What a great object lesson for all of us, especially those of us who aspire to the same reputation for quality that Cooper has earned over the past decades.  Quality comes standard on every project, and when you need to do a little work to assure that you’re delivering quality, you do the work without expectation. This is how you earn long term customer loyalty and repeat business, everyone.

Well done, Peter. Thank you.

Reputations accumulate through consistent excellence in each interaction, each conversation, each deliverable. The Atlas GT holiday card design makes an excellent example. Cosmic Design (http://designbycosmic.com/) accepted the small, marginally interesting assignment even though their plate was full and Thanksgiving weekend was imminent.

Along with an artwork proof, which I expected, Eric included this carefully composed photo of the mockup.  Take a minute to look that the photo:  it’s well composed, has interesting focal depth, and the color has been modified to accentuate the theme . Work went into this photo, care and attention to detail not normally warranted by an interim proof.

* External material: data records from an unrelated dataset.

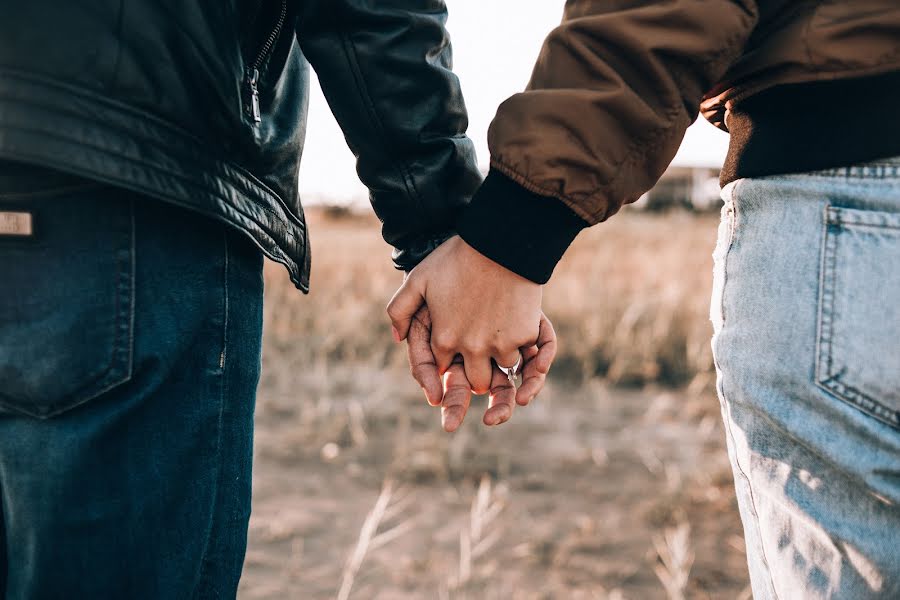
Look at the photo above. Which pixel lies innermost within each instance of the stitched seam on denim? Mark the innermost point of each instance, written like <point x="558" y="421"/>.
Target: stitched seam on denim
<point x="727" y="413"/>
<point x="826" y="378"/>
<point x="124" y="283"/>
<point x="223" y="394"/>
<point x="42" y="193"/>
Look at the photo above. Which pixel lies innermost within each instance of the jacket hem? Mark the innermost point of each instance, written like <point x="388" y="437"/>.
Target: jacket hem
<point x="76" y="131"/>
<point x="796" y="128"/>
<point x="523" y="231"/>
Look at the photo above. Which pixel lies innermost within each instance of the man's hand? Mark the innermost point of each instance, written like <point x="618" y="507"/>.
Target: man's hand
<point x="455" y="394"/>
<point x="479" y="310"/>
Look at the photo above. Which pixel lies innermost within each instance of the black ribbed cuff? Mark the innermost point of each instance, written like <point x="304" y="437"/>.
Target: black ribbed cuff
<point x="525" y="232"/>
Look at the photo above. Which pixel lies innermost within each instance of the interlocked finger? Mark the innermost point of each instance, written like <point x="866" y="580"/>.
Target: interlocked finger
<point x="538" y="360"/>
<point x="457" y="397"/>
<point x="502" y="399"/>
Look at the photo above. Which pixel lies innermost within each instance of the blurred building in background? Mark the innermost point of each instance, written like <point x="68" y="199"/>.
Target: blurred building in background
<point x="693" y="188"/>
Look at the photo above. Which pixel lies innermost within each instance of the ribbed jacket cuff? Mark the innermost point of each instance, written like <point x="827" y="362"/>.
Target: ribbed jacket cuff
<point x="525" y="232"/>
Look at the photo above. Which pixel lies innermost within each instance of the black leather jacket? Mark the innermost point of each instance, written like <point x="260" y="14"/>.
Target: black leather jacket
<point x="203" y="103"/>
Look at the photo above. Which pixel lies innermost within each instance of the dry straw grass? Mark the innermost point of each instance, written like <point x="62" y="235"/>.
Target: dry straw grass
<point x="629" y="300"/>
<point x="593" y="492"/>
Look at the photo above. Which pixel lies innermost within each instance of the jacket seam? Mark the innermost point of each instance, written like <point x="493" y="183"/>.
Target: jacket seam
<point x="364" y="95"/>
<point x="173" y="174"/>
<point x="249" y="180"/>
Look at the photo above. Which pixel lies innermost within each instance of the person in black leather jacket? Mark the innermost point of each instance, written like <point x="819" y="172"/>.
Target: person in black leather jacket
<point x="149" y="157"/>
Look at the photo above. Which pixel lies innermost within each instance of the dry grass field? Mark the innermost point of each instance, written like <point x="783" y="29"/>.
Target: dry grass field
<point x="613" y="484"/>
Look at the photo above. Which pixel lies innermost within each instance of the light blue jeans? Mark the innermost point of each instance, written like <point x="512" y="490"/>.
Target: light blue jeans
<point x="806" y="314"/>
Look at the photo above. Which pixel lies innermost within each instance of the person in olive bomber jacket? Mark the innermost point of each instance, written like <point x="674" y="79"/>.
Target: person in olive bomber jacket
<point x="806" y="302"/>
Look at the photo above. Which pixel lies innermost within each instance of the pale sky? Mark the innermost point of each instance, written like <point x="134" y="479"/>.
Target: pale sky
<point x="495" y="44"/>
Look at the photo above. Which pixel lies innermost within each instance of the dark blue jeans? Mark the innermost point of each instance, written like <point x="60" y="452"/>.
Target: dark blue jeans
<point x="130" y="337"/>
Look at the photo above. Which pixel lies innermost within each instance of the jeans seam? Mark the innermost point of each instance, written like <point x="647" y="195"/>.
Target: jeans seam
<point x="104" y="378"/>
<point x="825" y="377"/>
<point x="726" y="414"/>
<point x="223" y="395"/>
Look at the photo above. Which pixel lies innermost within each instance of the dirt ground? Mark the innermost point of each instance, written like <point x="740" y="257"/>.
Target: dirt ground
<point x="588" y="493"/>
<point x="614" y="484"/>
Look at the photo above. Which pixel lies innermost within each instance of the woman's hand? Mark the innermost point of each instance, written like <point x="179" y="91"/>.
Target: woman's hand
<point x="479" y="310"/>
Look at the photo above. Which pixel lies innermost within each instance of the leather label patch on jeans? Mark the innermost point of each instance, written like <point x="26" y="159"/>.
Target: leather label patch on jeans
<point x="16" y="224"/>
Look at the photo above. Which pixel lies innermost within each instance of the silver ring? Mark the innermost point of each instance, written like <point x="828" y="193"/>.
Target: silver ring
<point x="513" y="370"/>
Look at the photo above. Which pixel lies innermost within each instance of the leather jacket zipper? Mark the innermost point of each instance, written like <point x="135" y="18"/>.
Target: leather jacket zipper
<point x="261" y="56"/>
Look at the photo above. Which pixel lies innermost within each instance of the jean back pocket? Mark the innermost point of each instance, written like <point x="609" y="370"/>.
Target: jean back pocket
<point x="858" y="354"/>
<point x="66" y="299"/>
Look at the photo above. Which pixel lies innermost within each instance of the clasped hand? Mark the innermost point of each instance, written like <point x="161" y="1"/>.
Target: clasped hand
<point x="462" y="315"/>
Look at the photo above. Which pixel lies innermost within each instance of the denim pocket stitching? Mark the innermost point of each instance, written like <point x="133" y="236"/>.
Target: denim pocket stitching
<point x="826" y="378"/>
<point x="123" y="342"/>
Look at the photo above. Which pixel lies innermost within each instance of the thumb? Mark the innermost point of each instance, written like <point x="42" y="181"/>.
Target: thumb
<point x="404" y="304"/>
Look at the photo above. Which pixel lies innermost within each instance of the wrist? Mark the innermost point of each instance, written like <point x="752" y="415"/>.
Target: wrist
<point x="523" y="231"/>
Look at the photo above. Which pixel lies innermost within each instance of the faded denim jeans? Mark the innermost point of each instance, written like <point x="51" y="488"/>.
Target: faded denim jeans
<point x="806" y="313"/>
<point x="130" y="335"/>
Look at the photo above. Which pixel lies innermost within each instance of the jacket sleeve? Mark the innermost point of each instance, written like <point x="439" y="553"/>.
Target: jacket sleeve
<point x="385" y="69"/>
<point x="613" y="91"/>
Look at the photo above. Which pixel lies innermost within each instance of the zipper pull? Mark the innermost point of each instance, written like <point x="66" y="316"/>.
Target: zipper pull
<point x="254" y="95"/>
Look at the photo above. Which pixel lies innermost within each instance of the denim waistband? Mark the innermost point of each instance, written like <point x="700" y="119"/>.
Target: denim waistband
<point x="883" y="168"/>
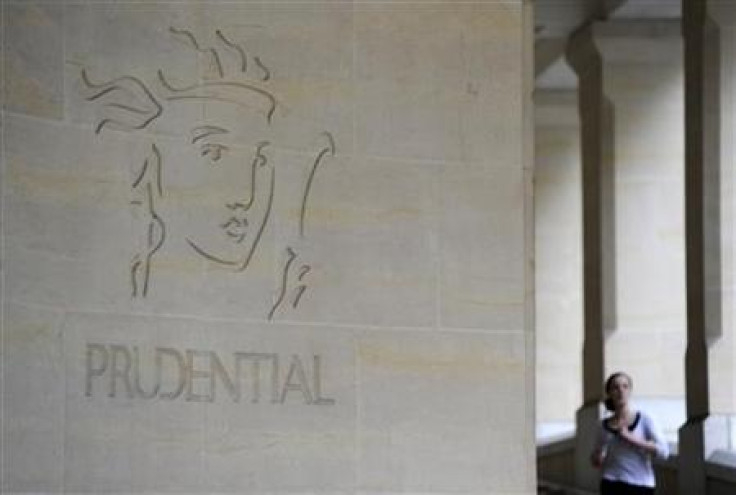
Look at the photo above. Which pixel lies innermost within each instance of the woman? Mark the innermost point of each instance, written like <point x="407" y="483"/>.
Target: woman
<point x="627" y="441"/>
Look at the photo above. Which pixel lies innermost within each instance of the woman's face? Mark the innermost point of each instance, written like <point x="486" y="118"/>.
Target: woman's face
<point x="619" y="391"/>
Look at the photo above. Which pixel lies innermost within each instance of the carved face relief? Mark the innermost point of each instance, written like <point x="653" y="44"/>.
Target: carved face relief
<point x="232" y="204"/>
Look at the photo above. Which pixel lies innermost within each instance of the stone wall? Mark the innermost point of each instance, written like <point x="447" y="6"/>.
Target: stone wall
<point x="266" y="247"/>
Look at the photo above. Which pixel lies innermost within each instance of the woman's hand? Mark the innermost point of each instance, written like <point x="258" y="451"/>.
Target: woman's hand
<point x="645" y="445"/>
<point x="597" y="457"/>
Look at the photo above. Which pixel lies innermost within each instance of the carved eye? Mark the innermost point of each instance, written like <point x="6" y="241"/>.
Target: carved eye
<point x="213" y="151"/>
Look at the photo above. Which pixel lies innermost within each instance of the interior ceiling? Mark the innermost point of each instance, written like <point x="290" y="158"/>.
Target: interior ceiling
<point x="556" y="20"/>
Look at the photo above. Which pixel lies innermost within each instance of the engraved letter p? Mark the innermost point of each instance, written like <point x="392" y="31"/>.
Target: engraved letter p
<point x="95" y="367"/>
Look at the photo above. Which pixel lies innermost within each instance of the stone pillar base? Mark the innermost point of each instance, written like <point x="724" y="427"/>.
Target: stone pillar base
<point x="587" y="417"/>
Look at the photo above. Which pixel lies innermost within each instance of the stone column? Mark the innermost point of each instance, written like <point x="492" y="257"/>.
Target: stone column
<point x="720" y="112"/>
<point x="585" y="60"/>
<point x="701" y="434"/>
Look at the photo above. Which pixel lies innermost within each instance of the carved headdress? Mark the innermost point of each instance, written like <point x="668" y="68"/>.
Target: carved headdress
<point x="127" y="103"/>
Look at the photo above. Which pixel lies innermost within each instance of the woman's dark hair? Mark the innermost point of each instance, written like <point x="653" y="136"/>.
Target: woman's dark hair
<point x="609" y="383"/>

And yet it gives the impression of effortless cool. Cosmic, again, exceeded my expectations, increased my enthusiasm for the project, and cemented another building block onto their already significant reputation.

It’s hard to focus on fine details when we’re pressed for time. Yet the value of such attention to detail is much higher than the few minutes saved by cutting corners.  I’m hopeful that we can learn from Cosmic’s example that reputations for excellence are built in small, incremental, but ultimately very valuable steps.